Pay vs. Passion in the Age of Data Science

Top_blog_1.jpgData science is a hot field (duh). Popularized by Billy Beane of Moneyball and Nate Silver of the FiveThirtyEight blog, it’s proponents say data science will save us from the massive quantities of data that are generated by companies, government and even ourselves. An influential (and widely cited) study by McKinsey indicates that the U.S. alone will face a shortage of 140,000 to 160,000 people with analytical expertise. Many universities are working to create new programs to train this new batch of data scientists. (A great resource is this list of schools with Masters in Data Science programs: http://www.mastersindatascience.org/schools/23-great-schools-with-masters-programs-in-data-science/)  Some of the most popular MOOCs (Massive Open Online Courses) are about Data Science and Machine Learning, including ones by Udacity and Coursera.

But who are these new Data Scientists? A recent story from CNBC titled, “Why your kids will want to be data scientists” focuses on pay and job prospects; nothing on passion, scientific curiosity, or value to the world. This prompted Steven Mills to tweet, “If salary is driving the next generation of data scientists I worry we will lose the passion.” The key notion is the (implied) relationship between the passion the individual has for a field and the quality of their work. It seems intuitive that new entrants in the field that are chasing job prospects and high-salaries will not have the passion for the field.

So why should we care? As Data Science managers we want to hire the best talent for our teams. But it’s difficult to distinguish between the passionate ones and the ones just in it for the money. So what do we do? Some have proposed that we look at individual’s activities beyond formal education; participation in Data Science contests like Kaggle, TopCoder, or InnoCentive, or volunteer organizations like Data for Good, DataKind, or Code for America.

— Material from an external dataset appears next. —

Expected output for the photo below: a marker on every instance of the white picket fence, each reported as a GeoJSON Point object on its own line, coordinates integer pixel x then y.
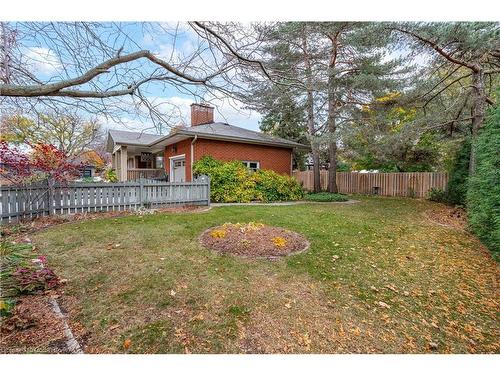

Joining a Data Science oriented MOOC is also mentioned as a way to measure an individual’s passion for the field. Completion of a relevant, and well-regarded, MOOC is a good signal, but completion rates average less than 10%. But for individuals that don’t have formal Data Science training; people looking for a career change, or holding degrees without significant computer programming and/or statistics requirements MOOCs can be a valuable, and many times inexpensive, alternative.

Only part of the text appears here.